Git Product home page Git Product logo

vertex-pipelines-boilerplate's Introduction

Cloud Vertex AI Pipelines boilerplate

Boilerplate code for running one or more Kubeflow pipelines using Cloud Vertex AI Pipelines. This implements a simple pipeline and command-line interface for running the pipeline.

Environment Setup

Python Poetry

This project template makes use of Python Poetry for managing package dependencies, the Python virtual environment for development, and setup of the project's own Python package.

Visit Poetry's official website for installation instructions. You should install Poetry on your local development machine and outside of any Python virtual environment.

See .gitlab-ci.yml for the version of Poetry that's used for CI. Note that later versions of Poetry might have some ongoing issues.

Google Cloud

If using a local shell, make sure you authenticate with your GCP project.

gcloud config set project <name of your GCP project>
gcloud auth login --update-adc

Terraform

While you can set up Vertex AI Pipelines in your GCP project following this guide from the official Cloud website, it may be better to use Terraform to set up your project in a managed way.

Install Terraform on your machine.
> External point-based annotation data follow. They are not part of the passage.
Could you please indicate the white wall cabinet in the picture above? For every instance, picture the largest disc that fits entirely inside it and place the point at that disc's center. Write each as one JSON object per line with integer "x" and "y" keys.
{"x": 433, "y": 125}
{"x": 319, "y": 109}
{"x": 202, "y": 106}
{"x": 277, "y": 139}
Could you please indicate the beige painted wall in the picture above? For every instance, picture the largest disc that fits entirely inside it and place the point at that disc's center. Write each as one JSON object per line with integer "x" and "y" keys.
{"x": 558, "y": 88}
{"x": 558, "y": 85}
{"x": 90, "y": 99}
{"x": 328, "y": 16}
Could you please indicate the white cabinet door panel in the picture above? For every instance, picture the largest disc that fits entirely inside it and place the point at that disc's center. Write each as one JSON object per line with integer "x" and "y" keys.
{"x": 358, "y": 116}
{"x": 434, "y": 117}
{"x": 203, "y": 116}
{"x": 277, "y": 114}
You should install a version matching the required_version constraint specified in the terraform/main.tf file.

Make sure to authenticate with the GCP project you want to use and have the required permissions to run Terraform.

You can then prepare your GCP project using Terraform through the following commands.

Initialize a working directory containing Terraform configuration files.

cd terraform/
terraform init

Create an execution plan, which lets you preview the changes that Terraform plans to make to your infrastructure.

terraform plan

Execute the actions proposed by terraform plan.

terraform apply

You may want to define or overwrite certain variables in variables.tf. In particular, to avoid having to specify the project ID every time you run terraform plan/apply, you can create a file called terraform.tfvars and define project-specific settings there.

Example:

# In terraform/terraform.tfvars
project        = "your-gcp-project-id"
staging_bucket = "bucket-with-unique-global-name"

Pipeline configuration

A Vertex AI pipeline job can be configured through a YAML file. The project includes pipeline-run-config.yaml.example that shows the required parameters to be defined by the user. You can copy the file and omit the .example suffix and update the parameter values for your particular GCP project environment.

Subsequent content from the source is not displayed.